UTF8 locale MFC for DragonflyBSD [tjr at FreeBSD.org: cvs commit: src/etc/mtree BSD.usr.dist src/share/colldef Makefile src/share/mklocale Makefile UTF-8.src src/share/monetdef Makefile be_BY.UTF-8.src bg_BG.UTF-8.src cs_CZ.UTF-8.src en_GB.UTF-8.src...]

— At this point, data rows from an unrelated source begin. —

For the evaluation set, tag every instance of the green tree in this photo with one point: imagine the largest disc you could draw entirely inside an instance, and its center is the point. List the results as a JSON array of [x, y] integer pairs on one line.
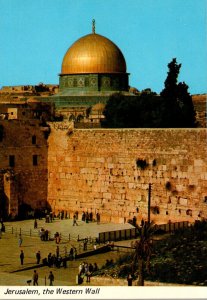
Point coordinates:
[[143, 111], [177, 103], [143, 251]]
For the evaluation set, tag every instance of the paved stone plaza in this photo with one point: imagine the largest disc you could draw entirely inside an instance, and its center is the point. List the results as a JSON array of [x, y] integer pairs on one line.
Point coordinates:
[[10, 250]]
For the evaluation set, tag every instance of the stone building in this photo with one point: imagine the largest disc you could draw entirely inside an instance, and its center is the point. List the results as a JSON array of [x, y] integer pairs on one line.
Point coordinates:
[[47, 164]]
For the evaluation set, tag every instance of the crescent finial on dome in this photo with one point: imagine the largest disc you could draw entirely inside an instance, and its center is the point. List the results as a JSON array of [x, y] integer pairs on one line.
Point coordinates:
[[93, 26]]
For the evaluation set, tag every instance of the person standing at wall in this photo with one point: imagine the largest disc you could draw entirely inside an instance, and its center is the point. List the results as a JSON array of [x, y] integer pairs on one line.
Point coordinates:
[[129, 279], [51, 278], [35, 278], [38, 257], [22, 257], [20, 240]]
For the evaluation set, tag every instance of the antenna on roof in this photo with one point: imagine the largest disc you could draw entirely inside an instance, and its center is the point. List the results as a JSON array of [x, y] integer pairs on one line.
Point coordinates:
[[93, 26]]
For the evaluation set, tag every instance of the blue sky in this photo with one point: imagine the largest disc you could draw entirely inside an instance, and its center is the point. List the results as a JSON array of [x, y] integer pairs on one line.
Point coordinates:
[[34, 36]]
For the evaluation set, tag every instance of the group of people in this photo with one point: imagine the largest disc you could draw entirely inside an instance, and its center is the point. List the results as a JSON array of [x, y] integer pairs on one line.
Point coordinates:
[[86, 270], [44, 234], [88, 217], [35, 278], [38, 257]]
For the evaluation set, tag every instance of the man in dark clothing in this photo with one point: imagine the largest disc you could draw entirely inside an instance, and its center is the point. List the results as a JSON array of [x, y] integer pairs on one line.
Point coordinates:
[[51, 278], [129, 279], [38, 257], [22, 257], [35, 278]]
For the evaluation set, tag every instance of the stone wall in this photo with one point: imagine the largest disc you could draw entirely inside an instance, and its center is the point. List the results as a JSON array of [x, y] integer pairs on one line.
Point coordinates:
[[23, 140], [109, 171]]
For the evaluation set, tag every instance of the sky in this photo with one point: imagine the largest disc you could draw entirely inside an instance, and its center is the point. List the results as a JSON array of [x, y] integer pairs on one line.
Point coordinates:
[[35, 35]]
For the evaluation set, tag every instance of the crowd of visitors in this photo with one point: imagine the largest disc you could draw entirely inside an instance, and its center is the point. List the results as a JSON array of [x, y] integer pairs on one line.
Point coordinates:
[[86, 270]]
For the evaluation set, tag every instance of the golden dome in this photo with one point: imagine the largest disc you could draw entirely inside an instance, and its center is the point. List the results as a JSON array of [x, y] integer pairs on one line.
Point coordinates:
[[93, 53]]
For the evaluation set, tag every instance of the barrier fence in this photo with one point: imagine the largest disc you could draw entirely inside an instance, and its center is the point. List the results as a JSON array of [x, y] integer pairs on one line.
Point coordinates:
[[132, 233], [103, 237]]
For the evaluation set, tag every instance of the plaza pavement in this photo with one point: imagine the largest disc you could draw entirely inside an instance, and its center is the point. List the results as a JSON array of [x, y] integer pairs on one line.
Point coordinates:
[[10, 250]]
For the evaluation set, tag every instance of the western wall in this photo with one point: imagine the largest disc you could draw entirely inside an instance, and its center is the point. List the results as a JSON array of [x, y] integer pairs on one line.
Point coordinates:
[[23, 165], [109, 171]]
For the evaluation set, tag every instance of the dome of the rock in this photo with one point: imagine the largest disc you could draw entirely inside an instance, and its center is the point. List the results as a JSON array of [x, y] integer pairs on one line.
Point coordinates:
[[91, 54]]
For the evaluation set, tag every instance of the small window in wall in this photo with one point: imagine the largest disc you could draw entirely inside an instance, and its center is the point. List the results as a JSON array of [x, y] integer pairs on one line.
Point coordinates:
[[34, 158], [11, 161], [34, 139]]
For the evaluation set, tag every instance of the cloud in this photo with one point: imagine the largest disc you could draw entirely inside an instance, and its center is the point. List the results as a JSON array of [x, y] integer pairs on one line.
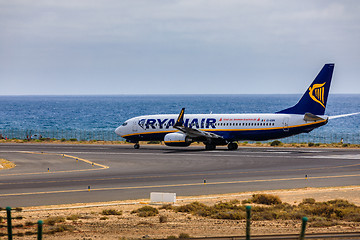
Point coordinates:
[[192, 41]]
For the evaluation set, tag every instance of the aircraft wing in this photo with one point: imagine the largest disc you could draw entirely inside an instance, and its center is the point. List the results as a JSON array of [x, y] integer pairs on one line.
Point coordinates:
[[191, 132], [343, 115]]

Sun Mar 28 18:35:58 PST 2004

Xin LI wrote:
> Having utf8'ized locales in DragonFlyBSD
will bring better internationalization, and personally, I believe that
making utf-8 the default internal locale will make DragonFly the best
UNIX-like platform to write internationalized applications.
Agreed wholeheartedly.

Out of curiosity, do you know how the FreeBSD folks handled some of the 
stranger UTF-8 behavior?  In particular:

1. Representation of embedded NUL characters.  The UTF-8 spec says this 
is one byte == 00000000b; Java and a few others, though, have used a 
double-byte encoding (110/00000 + 10/000000) so that stuff like strlen() 
works "reasonably."

2. Maximum size of a character.  To represent UCS-2 characters, you only 
needed up to 3 bytes (1110/xxxx + 10/xxxxxx + 10/xxxxxx). 
Unfortunately, surrogates make it necessary to do 6 byte encodings. 
Ironically, UTF-8 unaware routines handle these fine; some of my older 
UTF-8 handling routines, though, barf on stuff above and beyond U+10000. 
 (Fortunately, none of these have escaped Neolinear... I hope...)

3. Security issues.  The UTF-8 and Unicode FAQ [1] states that "a UTF-8 
decoder must not accept UTF-8 sequences that are longer than necessary 
to encode a character," noting that "any overlong UTF-8 sequence could 
be abused to bypass UTF-8 substring tests that look only for the 
shortest possible encoding."

None of these issues is a show-stopper.  However, it is stuff that we 
should check for and document.

[1] http://www.cl.cam.ac.uk/~mgk25/unicode.html